As I am about a week into this choir trip to Europe, I am overwhelmed with how blessed we all are and what a truly amazing opportunity this has been for about 30 students from mostly small Montana towns. Though I do not think that the value is given to those 30 students alone. With this trip our school is taking the stance that we will work hard, find resources and support intercultural experiences--I am so proud of our school, and so grateful to be from it.
The other day the Maestro of the Motsky Svotsky choir, that we are singing with, made quite flattering remarks of our choir, graciously thanking us for participating in the event this year and commenting on the warm tone we bring to the concert. Certainly the privilege is ours and it is we who are gaining the most from this experience. Speaking only of very practical musical improvements, our choir has made tremendous gains in sight-reading, vocal production, sustained singing ability (the entire piece is about 90 minutes non-stop) and our ability to follow different conductors and different styles, even without speaking the same language. I am excited for our choir and audience to enjoy these great improvements.
As one of the recent graduates, I couldn't be more proud of our choir, the way they present themselves in public, the way they engage with the locals and other American nationals, or altogether strangers--everybody has been very complementary of our Montana group. In a way, I feel very much as if our group is a group of singing ambassadors. I have been thinking lately about the American orchestra that was recently allowed into North Korea and the major political value which that trip had. Of course Bulgaria is not North Korea, and we already have pretty friendly relations with this great country, but the idea of ambassadors of beautiful music from a small private liberal arts college in the Montana is a powerful concept to me.
As a popular destination spot for many Western Europeans, Bulgaria sees few Americans. Such being the case, we are often the first, or one of the first experiences they have with Americans. It is so refreshing for this group of intelligent, fun, music-loving students to be the initial representation of our country rather than the oft-cited emblematic obnoxious American tourist who makes everybody cringe.

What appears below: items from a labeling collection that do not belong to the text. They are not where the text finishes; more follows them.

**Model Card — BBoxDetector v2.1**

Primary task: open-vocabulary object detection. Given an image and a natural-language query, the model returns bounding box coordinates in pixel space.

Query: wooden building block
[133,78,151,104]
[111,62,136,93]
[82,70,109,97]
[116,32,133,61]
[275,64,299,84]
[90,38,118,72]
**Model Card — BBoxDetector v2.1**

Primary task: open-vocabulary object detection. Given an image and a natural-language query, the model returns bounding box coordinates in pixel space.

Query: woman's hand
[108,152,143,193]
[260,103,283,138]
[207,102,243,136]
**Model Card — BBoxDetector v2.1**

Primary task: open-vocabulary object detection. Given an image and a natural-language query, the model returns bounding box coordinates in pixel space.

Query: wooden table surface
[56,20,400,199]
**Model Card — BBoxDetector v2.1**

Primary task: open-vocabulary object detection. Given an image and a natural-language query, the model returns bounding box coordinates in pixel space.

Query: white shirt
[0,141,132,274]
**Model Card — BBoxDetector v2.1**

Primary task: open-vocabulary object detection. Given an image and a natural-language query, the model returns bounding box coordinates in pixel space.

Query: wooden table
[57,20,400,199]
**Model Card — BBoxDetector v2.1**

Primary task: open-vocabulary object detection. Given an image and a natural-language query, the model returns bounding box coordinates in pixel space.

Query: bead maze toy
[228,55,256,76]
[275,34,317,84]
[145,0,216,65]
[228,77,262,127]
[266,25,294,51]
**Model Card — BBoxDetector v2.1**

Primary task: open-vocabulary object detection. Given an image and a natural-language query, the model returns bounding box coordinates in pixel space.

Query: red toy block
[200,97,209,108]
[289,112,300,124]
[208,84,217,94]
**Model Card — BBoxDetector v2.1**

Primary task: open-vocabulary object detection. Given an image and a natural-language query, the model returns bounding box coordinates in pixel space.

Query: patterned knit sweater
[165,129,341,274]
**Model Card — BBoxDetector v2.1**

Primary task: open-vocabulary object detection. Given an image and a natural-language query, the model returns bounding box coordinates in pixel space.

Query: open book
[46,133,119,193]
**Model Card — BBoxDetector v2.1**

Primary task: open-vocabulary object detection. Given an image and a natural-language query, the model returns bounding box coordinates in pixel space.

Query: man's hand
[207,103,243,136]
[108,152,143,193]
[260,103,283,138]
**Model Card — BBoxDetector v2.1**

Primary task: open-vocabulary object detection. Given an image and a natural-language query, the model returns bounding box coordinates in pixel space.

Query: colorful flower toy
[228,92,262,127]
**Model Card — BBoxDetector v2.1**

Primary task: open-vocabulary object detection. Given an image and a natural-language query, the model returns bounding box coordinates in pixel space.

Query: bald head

I can envision Rocky Mountain College building on this program and initiating future intercultural group exchanges that will pave the way for positive relationships whether those relationships be used for politics, business, arts, humanities or anything else. The truth is, if we want to produce leaders in every field at Rocky, these intercultural assimilation experiences are of the utmost importance, and I am so proud that Rocky is indeed forging this path.
Another uniquely Bulgarian experience that I have noticed in the past week is the significant amount of cats and dogs that roam the streets. At first sight, one would be tempted to call these farrel cats and dogs, and I suppose in most ways that is true, but I have observed a very interesting practice here that I have not seen anywhere else. It seems to me that the residents of the country all take a bit of responsibility and ownership for these stray cats and dogs. Most people including our interpreter carry a bag of food in their packs to feed the small animals, and many people leave bowls of water along their buildings for them. My suspicion is that this communal responsibility and caregiving is a remnant of the communist philosophy that reigned here up until 1989. "From each according to his ability, to each according to his need". I can't necessarily back this up, but I think in countries like our own where we are very much rooted in individuality and personal responsibility, the reaction to an excess of stray animals would be either personal adoption or altogether removal of them. This is to make no comment on which idea is better or worse, but like so many of the experiences we have--different. And I believe it is at that point, when we can see and appreciate the differences that we can begin to pick out the strengths and build.